Can you prevent an unspayed female dog from coming into season?

Can you prevent an unspayed female dog from coming into season?

Health & Safety

While everyone of course loves puppies, it is vital to ensure that you do not breed from your bitch without good reasons, and have ready and waiting good homes for the potential puppies that your bitch might produce. Unspayed dogs have strong urges to breed, and when in season, will go to great lengths to find themselves a mate. Even if you are really careful about keeping your bitch away from un-neutered male dogs when she is in season, accidents can happen, and every year, thousands of unwanted puppies are born in the UK due to accidents or a lack of good supervision.

If your bitch is not spayed and you have good reasons for not spaying her, such as a medical reason why the operation cannot take place or plans to breed her for all the right reasons at a later point, dealing with your dog’s regular heat cycles can be a challenge.

While most of us are aware of the wide rage of methods of contraception that are available to people, such as the pill, implant and barrier methods, for bitches, life is not so easy! So, is there any way to prevent a female dog from coming into heat and being able to breed? Read on to find out!

Bitches and their heat cycles

When a female dog reaches the onset of adolescence and maturity, she will go through her first oestrus cycle, which indicates that she is physically able to conceive. This first season can occur at any stage from around six months of age onwards, although for large and giant breeds, it can take up to 18 months for them to undergo their first cycle, or even possibly longer.

After the first season is completed, unspayed bitches will come into season once or twice a year, and the entire process can take up to three weeks to complete, during which time, your bitch will be capable of conceiving a litter.

Spaying to prevent your bitch coming into season

The traditional and most common method of preventing your bitch from coming into season ever again is to have her spayed. Spaying is an ovio-hysterectomy operation, which removes both of the bitch’s ovaries and so, her ability to breed. This in turn stops the bitch from going through the normal heat cycles, and the hormonal changes that come with the heat cycles are also negated.

Spaying is, therefore, the most common method of preventing seasons in the bitch, and it can also help to protect the bitch against problems such as ovarian cancers in later life.

Canine contraception?

While your vet will probably recommend spaying first and foremost, this is not the only method available to vets to help you to prevent your bitch from coming into season.

Canine contraceptives are also available, which are designed to prevent or pause the oestrus cycle that leads to a season, and so, removes the opportunity to breed. The canine contraceptive is administered in the form of a long-acting injection of a particular hormone, usually either Proligesterone or Delvosteron, which prevents the ovaries from releasing an egg or from an egg implanting in the lining of the womb.

However, the contraceptive injection is not a one-off treatment, and will require regular repeats for as long as you wish to prevent your bitch from coming into season for. An initial injection is administered, with a second shot given after three months and a third shot given four months after that. After this time, if you still wish to prevent your bitch from breeding, regular injections need to be scheduled for five-monthly intervals.
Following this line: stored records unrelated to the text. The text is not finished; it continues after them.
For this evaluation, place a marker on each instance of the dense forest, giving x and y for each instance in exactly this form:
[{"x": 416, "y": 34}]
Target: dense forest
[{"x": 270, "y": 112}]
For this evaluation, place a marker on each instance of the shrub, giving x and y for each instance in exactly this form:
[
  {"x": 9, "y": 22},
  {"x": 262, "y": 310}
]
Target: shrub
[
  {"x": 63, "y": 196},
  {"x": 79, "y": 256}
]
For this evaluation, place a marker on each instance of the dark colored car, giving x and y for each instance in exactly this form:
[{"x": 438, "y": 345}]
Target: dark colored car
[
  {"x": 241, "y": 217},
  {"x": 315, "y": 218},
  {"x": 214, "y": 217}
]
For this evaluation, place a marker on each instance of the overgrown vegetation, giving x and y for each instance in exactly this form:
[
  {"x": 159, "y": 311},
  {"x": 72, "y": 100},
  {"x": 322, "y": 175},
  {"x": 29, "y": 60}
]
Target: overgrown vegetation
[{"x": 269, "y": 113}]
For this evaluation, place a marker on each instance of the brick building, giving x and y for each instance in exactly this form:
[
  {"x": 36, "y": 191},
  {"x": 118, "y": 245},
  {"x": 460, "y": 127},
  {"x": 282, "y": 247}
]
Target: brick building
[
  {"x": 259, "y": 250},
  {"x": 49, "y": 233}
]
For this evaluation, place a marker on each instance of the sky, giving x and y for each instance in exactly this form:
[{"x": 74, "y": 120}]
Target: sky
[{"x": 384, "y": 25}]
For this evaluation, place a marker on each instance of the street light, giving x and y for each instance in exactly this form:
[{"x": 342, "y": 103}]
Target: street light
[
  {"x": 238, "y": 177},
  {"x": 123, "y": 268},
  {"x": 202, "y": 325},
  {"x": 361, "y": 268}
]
Currently, this is the only regular method available to dog owners to prevent the oestrus cycle without spaying, however, hormonal implants that can also suspend the heat cycle are currently being researched.

As with any procedure that requires the administration of hormones or medications to your dog, the contraceptive injection is not without some risks of its own. Dogs that undergo hormonal control for their seasons are found to have a slightly elevated risk rate for the incidence of pyometras, and the health benefits that come from spaying, such as reduction in the incidence rate of ovarian cancers, are negated.

Added to this, if your bitch has been receiving hormonal contraception injections for some time, particularly over a year, it can mean that it will take some time for their natural cycle to return to normal, restoring their ability to reproduce.

If you intend to use contraceptive injections as a temporary measure to keep your bitch from coming into season but later wish to breed from them, try to ensure that your bitch does not receive shots for more than a year if possible, and stop administering the injection at least a few months before you intend to breed from her.